The selection of games varies by pub, but almost all of them will have Word Up or Word Soup. In Word Soup you are given a certain amount of time to find words in a grid of letters.
In 2013, I thought that Word Soup would be a good candidate to make a phone app to cheat with. My smartphone at the time wasn't especially powerful, so it was an interesting challenge to make fast enough algorithms for;
This video (filmed 2013) shows the first viable version of the app running on an HTC Desire S and scoring highly against an Itbox emulator. You can see it correctly identifies every letter and then identifies the highest scoring word as 'CHILLIER'
At the time there weren't any general purpose OCR libraries that could run fast enough on a phone. This algorithm I came up with myself and it would make occasional mistakes (accuracy was probably around 99%). It compared the captured frames to the actual sprites used in the game - which meant it would break on different versions of the game which used slightly different fonts.
In 2017 I decided to rewrite the app as a way to learn about Machine Learning. The video below shows me using the latest version to win some money on a real machine.
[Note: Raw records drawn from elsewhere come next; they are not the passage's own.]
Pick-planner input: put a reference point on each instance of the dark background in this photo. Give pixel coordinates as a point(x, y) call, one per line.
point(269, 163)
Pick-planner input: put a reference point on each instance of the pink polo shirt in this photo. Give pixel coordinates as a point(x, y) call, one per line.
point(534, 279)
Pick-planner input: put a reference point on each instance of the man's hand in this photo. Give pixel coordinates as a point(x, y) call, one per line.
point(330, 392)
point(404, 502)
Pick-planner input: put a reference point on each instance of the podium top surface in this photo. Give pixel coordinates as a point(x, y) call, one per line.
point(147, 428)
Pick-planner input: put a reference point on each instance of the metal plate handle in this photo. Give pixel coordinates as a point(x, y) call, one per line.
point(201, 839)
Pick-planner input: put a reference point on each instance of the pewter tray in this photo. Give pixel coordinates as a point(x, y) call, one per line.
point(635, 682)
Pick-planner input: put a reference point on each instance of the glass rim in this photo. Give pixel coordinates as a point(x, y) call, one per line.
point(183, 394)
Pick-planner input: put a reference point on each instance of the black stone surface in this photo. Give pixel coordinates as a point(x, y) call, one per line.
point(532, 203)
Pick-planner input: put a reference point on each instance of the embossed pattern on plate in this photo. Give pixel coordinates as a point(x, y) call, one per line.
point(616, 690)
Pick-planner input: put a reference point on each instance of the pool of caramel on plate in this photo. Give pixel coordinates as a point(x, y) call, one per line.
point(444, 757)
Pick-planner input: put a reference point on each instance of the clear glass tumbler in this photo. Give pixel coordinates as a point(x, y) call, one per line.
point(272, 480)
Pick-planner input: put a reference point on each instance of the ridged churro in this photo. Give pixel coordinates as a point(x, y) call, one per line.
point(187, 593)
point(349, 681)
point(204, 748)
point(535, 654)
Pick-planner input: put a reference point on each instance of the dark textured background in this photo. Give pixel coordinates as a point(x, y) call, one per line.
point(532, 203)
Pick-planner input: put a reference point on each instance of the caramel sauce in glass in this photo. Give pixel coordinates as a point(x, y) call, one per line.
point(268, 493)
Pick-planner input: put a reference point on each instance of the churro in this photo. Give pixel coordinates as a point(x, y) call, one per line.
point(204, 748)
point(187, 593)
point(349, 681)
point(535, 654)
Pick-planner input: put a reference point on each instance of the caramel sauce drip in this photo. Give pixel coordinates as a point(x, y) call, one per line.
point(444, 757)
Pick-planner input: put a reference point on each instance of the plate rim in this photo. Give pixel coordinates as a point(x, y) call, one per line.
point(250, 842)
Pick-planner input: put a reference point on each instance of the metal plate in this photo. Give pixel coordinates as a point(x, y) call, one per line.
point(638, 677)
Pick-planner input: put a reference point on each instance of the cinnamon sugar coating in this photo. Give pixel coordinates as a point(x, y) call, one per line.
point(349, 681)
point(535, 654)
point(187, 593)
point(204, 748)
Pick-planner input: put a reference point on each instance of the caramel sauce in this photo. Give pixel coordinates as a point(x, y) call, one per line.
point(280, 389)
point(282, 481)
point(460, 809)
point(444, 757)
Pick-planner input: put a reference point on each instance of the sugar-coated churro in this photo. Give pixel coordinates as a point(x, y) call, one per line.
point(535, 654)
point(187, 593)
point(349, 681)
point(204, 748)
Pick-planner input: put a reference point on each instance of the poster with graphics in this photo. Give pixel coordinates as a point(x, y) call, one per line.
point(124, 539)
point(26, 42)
The app now incorporates a 'learn' mode where the user provides the correct letters for a few grids, and this is used to train a softmax linear classifier to identify the tiles.
The accuracy of this method on a 'good' screen capture (without glare) is about 99.9%.
Unfortunately a pub quiz machine basically pays out a fixed percent of the money it takes in, so if you start scoring very highly it will jack up the amount of points you need to win money. This game scores 1675 points which is top of the hi-scores but only good enough to win £1
The algorithm for finding the best word to play is an interesting problem on it's own. This is solved using a prefix map (like a trie) which jumps from any prefix to a list of all paths in the grid which spell it out. Extending the prefix map is efficient because you just have to check the ends of each path.
A more complicated problem is planning a strategy to completely clear the grid and win the 500 point bonus. There is some discussion of optimal tactics on the website of legendary* Word Soup player VBOB. Currently the app uses a greedy strategy although it priorities "time bonus" letters if the clock is running out. I imagine a full blown CNN similar to DeepMind's Atari playing AI's could solve this fully.
P.S. After completing the first version of this project, I later discovered that the identical problem (although not on a phone) had been completed already as a Part II project by a Compsci student at Cambridge (Beating Word Soup, Andrew Lewis, 2010). This was totally coincidental (apart from the popularity of Word Soup in college bars around that time!).
*among people with an unhealthy Word Soup obsession.